Learning in that context includes having a postmortem or post-issue meeting or process void of a “name/blame/shame” approach. Instead, it should be one that searches for those second stories and improves a company’s anticipation for failure by finding the underlying systemic vulnerabilities.
Responding to failure as it’s happening is interesting to me as well, and patterns can be found in the research across industries. Troubleshooting complex systems is a difficult business. Getting a team to calmly and purposefully carry out troubleshooting under time, money, and cultural pressures is an even tougher problem, but successful companies are good at it. My field can always be better at building organizational resilience in the face of escalating situations.

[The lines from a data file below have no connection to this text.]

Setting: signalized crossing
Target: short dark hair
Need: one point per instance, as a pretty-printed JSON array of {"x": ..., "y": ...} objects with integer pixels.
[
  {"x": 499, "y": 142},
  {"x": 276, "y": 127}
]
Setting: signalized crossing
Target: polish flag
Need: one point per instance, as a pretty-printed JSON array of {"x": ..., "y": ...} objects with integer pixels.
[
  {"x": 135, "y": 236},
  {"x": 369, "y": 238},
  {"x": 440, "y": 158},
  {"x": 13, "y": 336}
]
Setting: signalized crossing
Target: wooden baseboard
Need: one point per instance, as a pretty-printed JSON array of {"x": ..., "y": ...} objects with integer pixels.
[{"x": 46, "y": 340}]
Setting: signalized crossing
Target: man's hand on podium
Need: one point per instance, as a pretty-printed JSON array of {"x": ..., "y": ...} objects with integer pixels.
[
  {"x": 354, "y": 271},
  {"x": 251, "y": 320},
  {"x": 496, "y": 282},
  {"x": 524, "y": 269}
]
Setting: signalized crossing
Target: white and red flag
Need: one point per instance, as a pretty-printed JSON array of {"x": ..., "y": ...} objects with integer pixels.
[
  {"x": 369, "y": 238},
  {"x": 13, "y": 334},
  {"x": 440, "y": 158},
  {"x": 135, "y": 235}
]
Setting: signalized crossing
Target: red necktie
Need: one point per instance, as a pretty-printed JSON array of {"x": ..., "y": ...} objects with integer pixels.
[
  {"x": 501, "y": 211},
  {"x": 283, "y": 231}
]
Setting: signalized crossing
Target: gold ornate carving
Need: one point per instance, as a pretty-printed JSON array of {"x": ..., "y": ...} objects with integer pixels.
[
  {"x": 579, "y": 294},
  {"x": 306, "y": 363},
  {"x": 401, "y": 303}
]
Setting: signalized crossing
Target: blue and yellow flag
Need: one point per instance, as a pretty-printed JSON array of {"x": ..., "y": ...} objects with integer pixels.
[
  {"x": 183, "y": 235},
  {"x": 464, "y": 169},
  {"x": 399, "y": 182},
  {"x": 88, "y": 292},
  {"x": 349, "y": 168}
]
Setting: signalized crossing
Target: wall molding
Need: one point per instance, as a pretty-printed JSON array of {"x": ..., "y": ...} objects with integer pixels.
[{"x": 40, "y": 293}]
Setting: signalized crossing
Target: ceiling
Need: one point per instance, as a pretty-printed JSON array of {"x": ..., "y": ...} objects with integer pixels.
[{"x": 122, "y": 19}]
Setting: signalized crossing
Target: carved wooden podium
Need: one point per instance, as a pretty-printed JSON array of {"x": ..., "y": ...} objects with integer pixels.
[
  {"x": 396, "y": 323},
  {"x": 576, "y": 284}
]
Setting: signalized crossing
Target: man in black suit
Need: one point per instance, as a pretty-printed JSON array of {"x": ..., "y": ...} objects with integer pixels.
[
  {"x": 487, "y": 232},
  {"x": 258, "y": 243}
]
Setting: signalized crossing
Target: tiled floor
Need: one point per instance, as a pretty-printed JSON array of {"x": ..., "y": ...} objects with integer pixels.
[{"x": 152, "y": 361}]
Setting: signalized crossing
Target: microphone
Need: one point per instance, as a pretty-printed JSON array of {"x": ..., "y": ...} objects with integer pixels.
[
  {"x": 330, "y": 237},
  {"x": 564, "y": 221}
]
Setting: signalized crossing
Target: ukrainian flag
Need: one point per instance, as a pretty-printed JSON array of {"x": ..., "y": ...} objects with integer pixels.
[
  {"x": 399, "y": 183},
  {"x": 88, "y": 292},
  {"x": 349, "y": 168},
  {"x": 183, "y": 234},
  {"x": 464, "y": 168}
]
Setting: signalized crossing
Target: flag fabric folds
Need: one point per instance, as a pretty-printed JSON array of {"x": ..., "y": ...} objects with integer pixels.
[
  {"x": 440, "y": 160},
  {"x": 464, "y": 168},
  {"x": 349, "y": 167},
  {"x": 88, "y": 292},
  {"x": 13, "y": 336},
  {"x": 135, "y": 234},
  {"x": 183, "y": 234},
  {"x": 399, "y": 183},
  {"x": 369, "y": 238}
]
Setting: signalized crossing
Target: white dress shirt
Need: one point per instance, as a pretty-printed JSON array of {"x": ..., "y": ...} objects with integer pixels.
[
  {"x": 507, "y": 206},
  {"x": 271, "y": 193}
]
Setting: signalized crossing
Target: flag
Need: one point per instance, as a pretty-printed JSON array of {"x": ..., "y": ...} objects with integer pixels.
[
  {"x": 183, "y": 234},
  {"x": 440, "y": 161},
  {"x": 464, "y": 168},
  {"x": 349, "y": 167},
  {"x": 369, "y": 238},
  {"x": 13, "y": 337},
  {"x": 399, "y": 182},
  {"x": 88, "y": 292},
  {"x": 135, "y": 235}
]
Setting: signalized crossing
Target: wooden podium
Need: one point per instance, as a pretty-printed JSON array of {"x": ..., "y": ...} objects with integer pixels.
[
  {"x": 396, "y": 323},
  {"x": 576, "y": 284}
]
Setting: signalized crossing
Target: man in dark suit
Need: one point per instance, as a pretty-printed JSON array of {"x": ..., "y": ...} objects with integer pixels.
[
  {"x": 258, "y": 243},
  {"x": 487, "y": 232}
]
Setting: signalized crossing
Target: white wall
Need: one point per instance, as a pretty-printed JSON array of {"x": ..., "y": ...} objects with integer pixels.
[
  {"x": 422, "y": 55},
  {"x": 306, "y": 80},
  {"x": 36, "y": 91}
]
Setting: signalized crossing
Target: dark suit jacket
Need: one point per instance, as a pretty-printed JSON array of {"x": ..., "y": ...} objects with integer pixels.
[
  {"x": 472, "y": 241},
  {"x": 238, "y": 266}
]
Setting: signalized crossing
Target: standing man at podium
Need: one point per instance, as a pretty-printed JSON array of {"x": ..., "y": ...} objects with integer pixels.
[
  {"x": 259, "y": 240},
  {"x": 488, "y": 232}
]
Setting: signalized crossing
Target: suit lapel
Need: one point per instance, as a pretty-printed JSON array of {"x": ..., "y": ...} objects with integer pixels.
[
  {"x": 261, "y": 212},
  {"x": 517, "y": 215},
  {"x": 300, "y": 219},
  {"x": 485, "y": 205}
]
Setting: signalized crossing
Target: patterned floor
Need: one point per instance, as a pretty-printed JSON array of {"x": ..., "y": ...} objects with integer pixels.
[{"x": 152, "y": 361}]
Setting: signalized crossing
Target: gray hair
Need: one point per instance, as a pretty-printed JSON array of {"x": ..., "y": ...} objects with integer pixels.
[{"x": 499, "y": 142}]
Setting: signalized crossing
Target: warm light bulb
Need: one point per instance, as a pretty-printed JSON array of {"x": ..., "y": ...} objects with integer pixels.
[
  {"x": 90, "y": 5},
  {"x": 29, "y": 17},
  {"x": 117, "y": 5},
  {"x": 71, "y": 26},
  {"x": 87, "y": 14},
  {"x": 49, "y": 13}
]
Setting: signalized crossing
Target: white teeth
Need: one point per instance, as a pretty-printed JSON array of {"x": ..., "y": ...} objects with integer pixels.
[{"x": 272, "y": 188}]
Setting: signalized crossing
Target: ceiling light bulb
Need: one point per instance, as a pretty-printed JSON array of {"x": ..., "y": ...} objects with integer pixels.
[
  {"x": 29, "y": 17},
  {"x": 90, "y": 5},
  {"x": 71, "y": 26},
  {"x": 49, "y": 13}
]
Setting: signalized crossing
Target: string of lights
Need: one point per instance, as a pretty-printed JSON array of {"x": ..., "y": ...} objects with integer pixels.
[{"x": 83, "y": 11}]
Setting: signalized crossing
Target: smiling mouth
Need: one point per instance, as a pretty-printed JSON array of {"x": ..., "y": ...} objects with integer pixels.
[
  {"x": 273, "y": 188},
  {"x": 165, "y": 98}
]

Postmortems are learning opportunities, and when they’re done well, they feed back into how organizations can bolster their abilities to anticipate, look for, and respond to unexpected events. They also provide rich details on how a team’s response to an outage can improve, which can point to all sorts of non-technical adjustments as well.
Should “resilience” be a management objective?
John Allspaw: That’s the obvious conclusion made from the high-risk industries, and I think it’s intuitive to think that way in online businesses. “Faster, cheaper, better” needs to be augmented with “more resilient” in order to get a full view of how an organization progresses with handling unexpected scenarios. We see successful companies taking this to heart. On the technical front, you see approaches like continuous deployment and gameday exercises, and on the business side we’re starting to see postmortems on business decisions and direction that are guiding design and product road maps.
This interview was edited and condensed.